Find an unbiased estimator of $\theta$ denoted by $\hat{\theta}$ such that $Var(\hat{\theta})\le Var(\theta)$

parameter estimationstatistical-inferencestatistics

Let $X_1,\dots, X_n$ be iid random samples from $Unif(\theta, 6\theta)$ with $\theta>0$. Use the Rao-Blackwell theorem to find an unbiased estimator of $\theta$ denoted by $\hat{\theta}$ such that $Var(\hat{\theta})\le Var(\theta)$.


My work: following this answer Finding UMVUE for uniform distribution $U(\alpha, \beta)$.

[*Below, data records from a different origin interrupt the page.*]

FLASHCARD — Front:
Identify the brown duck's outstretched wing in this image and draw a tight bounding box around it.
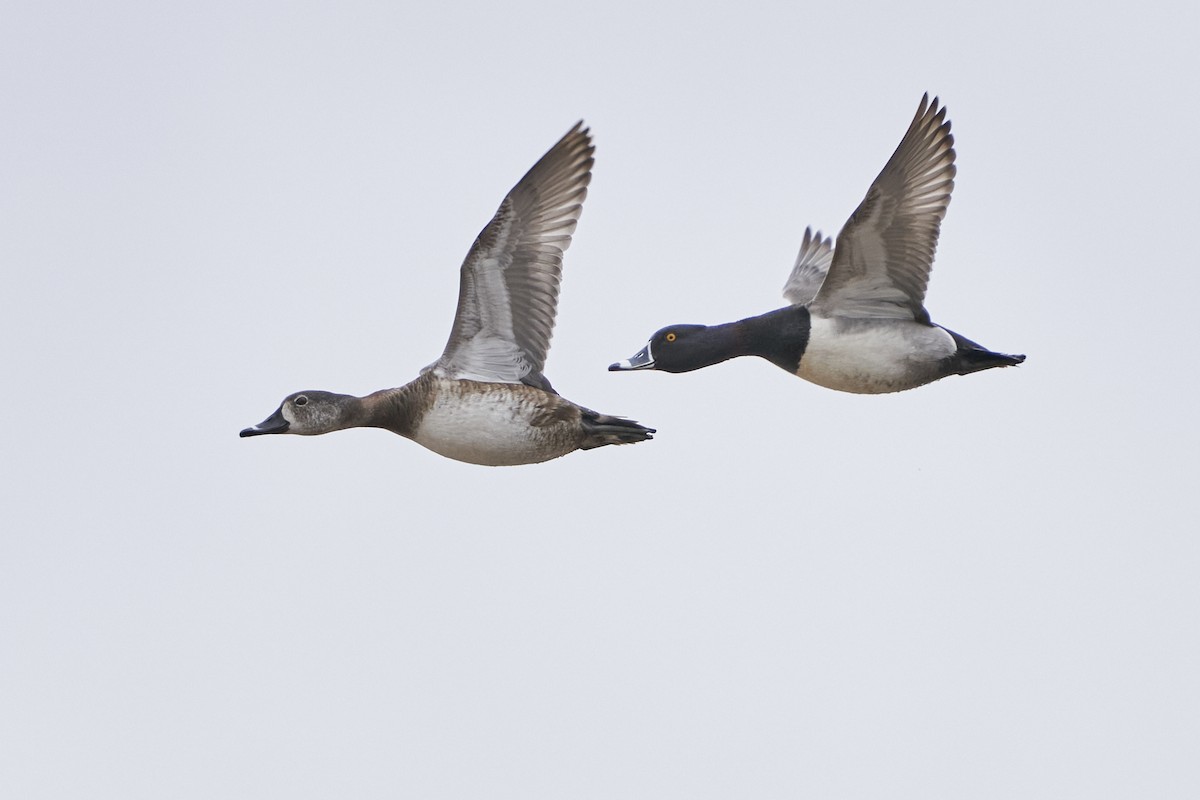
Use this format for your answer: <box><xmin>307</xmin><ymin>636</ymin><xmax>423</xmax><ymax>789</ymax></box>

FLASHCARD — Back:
<box><xmin>431</xmin><ymin>123</ymin><xmax>594</xmax><ymax>387</ymax></box>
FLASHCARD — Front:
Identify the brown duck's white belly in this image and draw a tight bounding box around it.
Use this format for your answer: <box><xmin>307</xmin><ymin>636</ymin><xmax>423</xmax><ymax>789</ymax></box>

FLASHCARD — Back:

I know that the Complete and sufficient statistics of $\theta$ is $T(X)=(X_{(1)}, X_{(n)})$. I am a little bit confused about the answer. By,Lehmann-Scheffe theorem, we need to find a function $h$ so that
$$\mathbb{E}(h(T))=\mathbb{E}[h((X_{(1)},X_{(n)}))]=\theta$$

But how to solve such function $h$? I think that is
$$\iint h(x,y)f_{(X_{(1)},X_{(n)})}(x,y)\mathrm{d}x\mathrm{d}y=\theta$$

Also, note that
$$\mathbb{E}[X_{(1)}]=\frac{5\theta }{n+1}+\theta$$
and
$$\mathbb{E}[X_{(n)}]=\frac{5n\theta }{n+1}+\theta$$


However, the correct answer is that
$$\frac{1}{7}(X_{(1)}+X_{(n)})$$
How to get the right one?

Best Answer

UPDATED, FIXED ANSWER:

My original answer was wrong and I misread your question which, as pointed out in the comments, has a typo. Finding some estimator $\hat{\theta}(\mathbf{X})$ such that $\text{Var}(\hat{\theta}) \leq \text{Var}(\theta)$ does not make sense as $\theta \in (0, +\infty)$ is the parameter in question here and is obviously not an estimator of itself.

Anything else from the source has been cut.